After several attempts to drop video cameras and Milliken military, 16mm film cameras over a cattle ranch in Davis, California, Gibbs' team failed to get clean footage of the entire descent. None of the cameras were able to withstand the fall, even when encased in a specially designed, metal "bomb" housing. In some cases, the cameras were smashed to bits, and in the film-camera tests, the film itself ended up sliced to pieces.

Then Rhodes suggested that Gibbs try packing "a dual-video camera system" into the bomb. "The idea was to use two digital, Sony PC1 cameras - Sony's mini-DV format - linked together," explains Rhodes. "One camera was located in the nose of the bomb - the PAL version of the PC1 - pointing downward. We used a cable Firewire system to connect it to a second PC1 camera in the back, the NTSC version of the camera, which we rigged to record the first camera's PAL signal. The camera in the back was positioned on its side so that its heads would not pull away from the tape in the collision, while it recorded the same picture as the front camera."

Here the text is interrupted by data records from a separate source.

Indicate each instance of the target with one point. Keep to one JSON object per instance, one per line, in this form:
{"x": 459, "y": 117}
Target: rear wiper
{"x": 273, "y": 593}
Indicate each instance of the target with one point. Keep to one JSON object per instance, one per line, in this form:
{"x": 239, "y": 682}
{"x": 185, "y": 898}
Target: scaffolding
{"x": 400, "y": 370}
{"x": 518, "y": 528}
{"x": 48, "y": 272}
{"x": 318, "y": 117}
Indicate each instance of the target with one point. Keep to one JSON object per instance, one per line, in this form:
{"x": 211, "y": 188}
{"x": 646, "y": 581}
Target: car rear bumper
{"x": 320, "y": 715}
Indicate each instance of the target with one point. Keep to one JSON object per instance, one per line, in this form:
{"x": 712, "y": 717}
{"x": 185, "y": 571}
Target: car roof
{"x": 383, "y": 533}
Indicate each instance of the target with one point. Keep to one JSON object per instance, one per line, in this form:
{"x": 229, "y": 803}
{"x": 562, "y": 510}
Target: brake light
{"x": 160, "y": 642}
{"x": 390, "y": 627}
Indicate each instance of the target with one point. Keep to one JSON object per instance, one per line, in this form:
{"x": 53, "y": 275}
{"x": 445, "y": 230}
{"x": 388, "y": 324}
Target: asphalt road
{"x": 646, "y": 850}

The system worked, and Gibbs finally obtained a single four-minute shot from air-drop through collision. The footage was color-corrected and transferred to 35mm film at The Orphanage, the San Francisco-based production company where Rhodes works. Gibbs film, G, went on to win an Honorable Mention in the Sundance shorts program, while Rhodes' documentary debuted at the Slamdance and Digidance festivals.